If I understand your question correctly, you need to point your setup at a point source located at infinity, and adjust the setup until the point source is focused on your camera's image sensor.
Light from the point source is precisely equivalent to a collimated beam. Among the ways to obtain a collimated beam to use an expanded beam from a laser pointer. You can expand a laser beam by first running it through a microscope objective followed by a convex lens; but that leaves the problem of placing the convex lens in the right position to precisely collimate the beam. A very straightforward way to do that is to place a pinhole at the focus of the microscope objective, and reflect the expanded beam back to the collimated lens using a flat mirror. Adjust the angle of the flat mirror so that the beam passes back through the pinhole. (That is, both the outgoing beam and the return beam pass through the pinhole). A beamsplitter between the laser and the microscope objective will allow you to monitor the brightness of the return beam.
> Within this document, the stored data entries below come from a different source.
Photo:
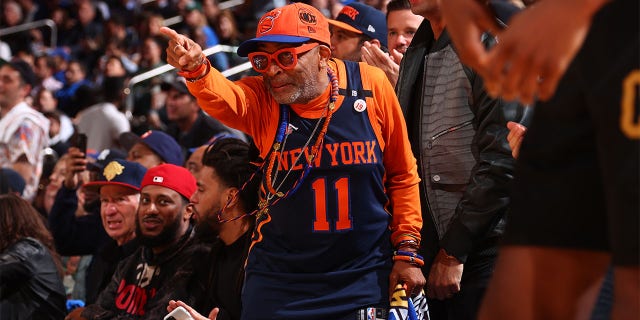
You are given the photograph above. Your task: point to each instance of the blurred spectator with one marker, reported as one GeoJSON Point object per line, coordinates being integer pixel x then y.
{"type": "Point", "coordinates": [211, 11]}
{"type": "Point", "coordinates": [116, 30]}
{"type": "Point", "coordinates": [204, 34]}
{"type": "Point", "coordinates": [378, 4]}
{"type": "Point", "coordinates": [230, 35]}
{"type": "Point", "coordinates": [45, 68]}
{"type": "Point", "coordinates": [23, 131]}
{"type": "Point", "coordinates": [12, 182]}
{"type": "Point", "coordinates": [149, 24]}
{"type": "Point", "coordinates": [5, 51]}
{"type": "Point", "coordinates": [61, 58]}
{"type": "Point", "coordinates": [34, 10]}
{"type": "Point", "coordinates": [30, 272]}
{"type": "Point", "coordinates": [102, 122]}
{"type": "Point", "coordinates": [87, 35]}
{"type": "Point", "coordinates": [75, 77]}
{"type": "Point", "coordinates": [146, 97]}
{"type": "Point", "coordinates": [188, 124]}
{"type": "Point", "coordinates": [60, 130]}
{"type": "Point", "coordinates": [152, 148]}
{"type": "Point", "coordinates": [12, 16]}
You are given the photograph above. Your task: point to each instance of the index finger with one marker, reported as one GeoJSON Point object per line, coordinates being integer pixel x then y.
{"type": "Point", "coordinates": [170, 33]}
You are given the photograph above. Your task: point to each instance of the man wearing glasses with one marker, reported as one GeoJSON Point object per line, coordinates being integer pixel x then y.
{"type": "Point", "coordinates": [338, 223]}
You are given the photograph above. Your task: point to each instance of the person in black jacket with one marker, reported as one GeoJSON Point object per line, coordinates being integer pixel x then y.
{"type": "Point", "coordinates": [30, 272]}
{"type": "Point", "coordinates": [575, 205]}
{"type": "Point", "coordinates": [458, 134]}
{"type": "Point", "coordinates": [226, 197]}
{"type": "Point", "coordinates": [163, 266]}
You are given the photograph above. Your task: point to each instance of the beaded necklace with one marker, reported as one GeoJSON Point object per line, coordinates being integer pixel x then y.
{"type": "Point", "coordinates": [276, 152]}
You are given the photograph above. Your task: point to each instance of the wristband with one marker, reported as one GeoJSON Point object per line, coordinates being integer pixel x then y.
{"type": "Point", "coordinates": [197, 74]}
{"type": "Point", "coordinates": [412, 260]}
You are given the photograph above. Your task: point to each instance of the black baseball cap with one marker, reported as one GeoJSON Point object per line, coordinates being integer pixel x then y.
{"type": "Point", "coordinates": [25, 71]}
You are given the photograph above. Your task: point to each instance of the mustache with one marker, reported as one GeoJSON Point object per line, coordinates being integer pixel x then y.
{"type": "Point", "coordinates": [152, 218]}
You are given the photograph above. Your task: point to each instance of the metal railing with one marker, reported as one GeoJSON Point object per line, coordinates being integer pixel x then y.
{"type": "Point", "coordinates": [32, 25]}
{"type": "Point", "coordinates": [128, 91]}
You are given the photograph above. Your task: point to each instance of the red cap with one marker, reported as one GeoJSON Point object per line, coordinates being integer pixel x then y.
{"type": "Point", "coordinates": [293, 23]}
{"type": "Point", "coordinates": [176, 178]}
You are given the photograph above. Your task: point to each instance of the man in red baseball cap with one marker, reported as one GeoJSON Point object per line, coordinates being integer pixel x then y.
{"type": "Point", "coordinates": [162, 267]}
{"type": "Point", "coordinates": [340, 185]}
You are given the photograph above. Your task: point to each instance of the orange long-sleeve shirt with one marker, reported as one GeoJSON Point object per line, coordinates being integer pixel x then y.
{"type": "Point", "coordinates": [248, 106]}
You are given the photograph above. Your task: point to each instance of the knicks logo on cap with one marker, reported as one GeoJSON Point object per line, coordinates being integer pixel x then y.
{"type": "Point", "coordinates": [266, 23]}
{"type": "Point", "coordinates": [112, 170]}
{"type": "Point", "coordinates": [307, 17]}
{"type": "Point", "coordinates": [350, 12]}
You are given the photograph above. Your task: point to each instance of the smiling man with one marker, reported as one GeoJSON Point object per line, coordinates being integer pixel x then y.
{"type": "Point", "coordinates": [340, 188]}
{"type": "Point", "coordinates": [161, 268]}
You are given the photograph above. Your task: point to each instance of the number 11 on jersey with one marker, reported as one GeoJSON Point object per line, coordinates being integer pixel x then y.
{"type": "Point", "coordinates": [341, 187]}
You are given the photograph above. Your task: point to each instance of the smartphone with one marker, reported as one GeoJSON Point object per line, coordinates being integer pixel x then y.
{"type": "Point", "coordinates": [81, 143]}
{"type": "Point", "coordinates": [178, 313]}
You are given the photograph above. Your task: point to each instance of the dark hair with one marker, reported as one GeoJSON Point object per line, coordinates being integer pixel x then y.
{"type": "Point", "coordinates": [232, 159]}
{"type": "Point", "coordinates": [397, 5]}
{"type": "Point", "coordinates": [19, 220]}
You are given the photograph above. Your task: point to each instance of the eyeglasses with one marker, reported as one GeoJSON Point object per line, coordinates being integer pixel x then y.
{"type": "Point", "coordinates": [285, 58]}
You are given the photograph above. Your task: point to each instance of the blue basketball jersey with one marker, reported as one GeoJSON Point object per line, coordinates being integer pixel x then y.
{"type": "Point", "coordinates": [330, 238]}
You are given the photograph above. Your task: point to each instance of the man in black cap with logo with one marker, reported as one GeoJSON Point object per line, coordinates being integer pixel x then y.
{"type": "Point", "coordinates": [152, 148]}
{"type": "Point", "coordinates": [355, 24]}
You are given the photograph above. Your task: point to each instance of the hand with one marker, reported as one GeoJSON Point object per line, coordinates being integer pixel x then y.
{"type": "Point", "coordinates": [75, 314]}
{"type": "Point", "coordinates": [182, 53]}
{"type": "Point", "coordinates": [76, 162]}
{"type": "Point", "coordinates": [409, 274]}
{"type": "Point", "coordinates": [374, 56]}
{"type": "Point", "coordinates": [194, 314]}
{"type": "Point", "coordinates": [516, 133]}
{"type": "Point", "coordinates": [444, 277]}
{"type": "Point", "coordinates": [526, 62]}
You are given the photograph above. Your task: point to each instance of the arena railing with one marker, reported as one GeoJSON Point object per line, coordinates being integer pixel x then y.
{"type": "Point", "coordinates": [128, 91]}
{"type": "Point", "coordinates": [32, 25]}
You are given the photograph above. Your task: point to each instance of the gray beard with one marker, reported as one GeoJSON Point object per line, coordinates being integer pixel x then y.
{"type": "Point", "coordinates": [300, 96]}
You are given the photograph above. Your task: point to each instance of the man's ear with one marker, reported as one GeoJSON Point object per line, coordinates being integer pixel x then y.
{"type": "Point", "coordinates": [232, 197]}
{"type": "Point", "coordinates": [325, 55]}
{"type": "Point", "coordinates": [26, 90]}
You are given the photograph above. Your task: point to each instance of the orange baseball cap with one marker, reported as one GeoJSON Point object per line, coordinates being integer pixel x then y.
{"type": "Point", "coordinates": [293, 23]}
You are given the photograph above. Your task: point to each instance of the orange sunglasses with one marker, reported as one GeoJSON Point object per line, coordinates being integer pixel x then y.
{"type": "Point", "coordinates": [285, 58]}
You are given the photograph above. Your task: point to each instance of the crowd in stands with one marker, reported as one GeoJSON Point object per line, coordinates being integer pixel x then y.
{"type": "Point", "coordinates": [158, 203]}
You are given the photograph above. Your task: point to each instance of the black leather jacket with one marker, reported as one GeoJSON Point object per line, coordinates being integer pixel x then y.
{"type": "Point", "coordinates": [30, 285]}
{"type": "Point", "coordinates": [480, 214]}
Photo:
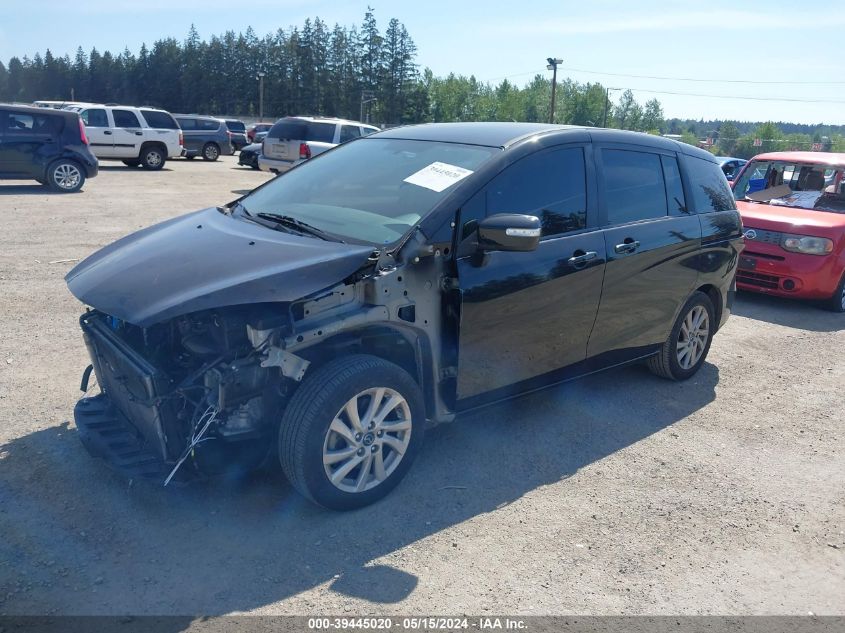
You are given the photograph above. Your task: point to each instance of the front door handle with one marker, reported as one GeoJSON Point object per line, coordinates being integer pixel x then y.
{"type": "Point", "coordinates": [579, 258]}
{"type": "Point", "coordinates": [628, 246]}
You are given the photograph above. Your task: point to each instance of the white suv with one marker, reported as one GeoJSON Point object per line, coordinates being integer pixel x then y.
{"type": "Point", "coordinates": [295, 139]}
{"type": "Point", "coordinates": [137, 136]}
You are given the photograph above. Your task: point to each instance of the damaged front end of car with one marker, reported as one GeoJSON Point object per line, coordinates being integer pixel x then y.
{"type": "Point", "coordinates": [195, 359]}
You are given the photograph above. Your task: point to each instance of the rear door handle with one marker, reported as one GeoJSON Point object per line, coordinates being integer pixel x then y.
{"type": "Point", "coordinates": [627, 247]}
{"type": "Point", "coordinates": [583, 258]}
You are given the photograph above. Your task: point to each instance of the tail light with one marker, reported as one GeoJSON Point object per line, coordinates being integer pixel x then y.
{"type": "Point", "coordinates": [82, 135]}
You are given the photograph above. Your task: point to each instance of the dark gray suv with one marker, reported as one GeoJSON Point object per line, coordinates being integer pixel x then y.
{"type": "Point", "coordinates": [204, 136]}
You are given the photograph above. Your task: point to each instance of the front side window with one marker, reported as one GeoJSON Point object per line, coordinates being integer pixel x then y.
{"type": "Point", "coordinates": [634, 188]}
{"type": "Point", "coordinates": [160, 120]}
{"type": "Point", "coordinates": [95, 117]}
{"type": "Point", "coordinates": [372, 191]}
{"type": "Point", "coordinates": [125, 118]}
{"type": "Point", "coordinates": [710, 190]}
{"type": "Point", "coordinates": [550, 185]}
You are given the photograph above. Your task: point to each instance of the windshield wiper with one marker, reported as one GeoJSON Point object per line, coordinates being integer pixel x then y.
{"type": "Point", "coordinates": [298, 225]}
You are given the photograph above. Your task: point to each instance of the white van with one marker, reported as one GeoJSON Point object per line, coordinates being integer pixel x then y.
{"type": "Point", "coordinates": [137, 136]}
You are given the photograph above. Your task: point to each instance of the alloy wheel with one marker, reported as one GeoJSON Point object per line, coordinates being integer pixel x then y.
{"type": "Point", "coordinates": [693, 337]}
{"type": "Point", "coordinates": [367, 439]}
{"type": "Point", "coordinates": [67, 176]}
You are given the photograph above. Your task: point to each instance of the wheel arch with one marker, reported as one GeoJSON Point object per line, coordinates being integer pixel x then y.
{"type": "Point", "coordinates": [407, 347]}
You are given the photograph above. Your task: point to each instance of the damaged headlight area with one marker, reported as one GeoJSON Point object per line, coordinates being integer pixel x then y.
{"type": "Point", "coordinates": [201, 391]}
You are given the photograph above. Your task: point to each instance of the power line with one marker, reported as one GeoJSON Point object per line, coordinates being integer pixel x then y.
{"type": "Point", "coordinates": [696, 79]}
{"type": "Point", "coordinates": [695, 94]}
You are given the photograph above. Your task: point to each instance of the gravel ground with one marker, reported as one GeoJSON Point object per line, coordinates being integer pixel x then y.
{"type": "Point", "coordinates": [621, 493]}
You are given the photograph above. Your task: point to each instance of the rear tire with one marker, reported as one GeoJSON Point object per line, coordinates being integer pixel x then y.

Adjust the position of the convex lens until the amount of light returning through the pinhole is maximized, and the beam will be collimated.
Once you've got a collimated beam, you just send that beam into your setup and focus the camera. NOTE: the beam will be very bright, and might damage your camera's image sensor unless you attenuate the beam. To attenuate it, you can put a neutral density filter in front of your setup, in front of the beam collimator, or between the beamsplitter and the laser.